Luisbestrijding is grote uitdaging
De luisbestrijding is wel een grotere uitdaging, vergelijkbaar met die van mineervlieg. Hoewel er wel meerdere biologische bestrijders op de markt zijn, is een sluitende strategie moeilijk rond te maken. Zeker met alleen een paar chemische correctiemiddelen die maar 2 of 3x per jaar mogen worden toegepast (Teppeki, Closer, Gazelle, Sivanto).

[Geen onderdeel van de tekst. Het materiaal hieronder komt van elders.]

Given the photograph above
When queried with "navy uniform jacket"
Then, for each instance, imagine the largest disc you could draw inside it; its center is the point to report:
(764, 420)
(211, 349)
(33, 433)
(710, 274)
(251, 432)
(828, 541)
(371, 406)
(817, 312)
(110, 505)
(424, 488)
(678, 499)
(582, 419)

Toch zijn er dit jaar redelijk goede resultaten behaald met de inzet van Propulea en/of Chrysoperla in combinatie met Aphidius colemani. Er is tot nu toe nog niet veel ervaring met deze biologische bestrijders in de wintermaanden, dat zal de komende tijd veranderen. Het gaat dan vooral om de activiteit van de bestrijders en het juiste inzetschema. Ook zijn een aantal groene middelen inzetbaar, zoals middelen op basis van kaliumzouten, natuurlijke Pyrethrinen en sinaasappelolie. Dit gaat echter lang niet altijd samen met de inzet van biologische bestrijders.
Opkomst van wolluis
Een nieuw probleem in de chrysantenteelt is de opkomst van wolluis. Meestal is de luis al vroeg in de teelt zichtbaar, maar bij onvoldoende bestrijding kan dit ook bij de oogst nog een probleem zijn. Uit andere teelten is bekend dat als een wolluis zich eenmaal gevestigd heeft, hij zich moeilijk laat uitroeien. Bestrijden met Applaud is een optie, maar mag maar 2x per jaar. Een bestrijding met groene middelen op basis van siliconen of kaliumzouten is ook een mogelijkheid. Biologische bestrijders moeten zich nog bewijzen, maar er zijn er een aantal op de markt, zoals Chryptolaemus montrouzieri, Nephus (kevers) of Anagyrus vladimiri (een sluipwesp).
Dan zijn er nog plagen als rupsen, wantsen, slakken en zelfs op een enkel bedrijf wittevlieg die nu nog de aandacht vragen. Dus op een chrysantenbedrijf is er altijd wel wat aan de hand en rijzen de kosten de pan uit.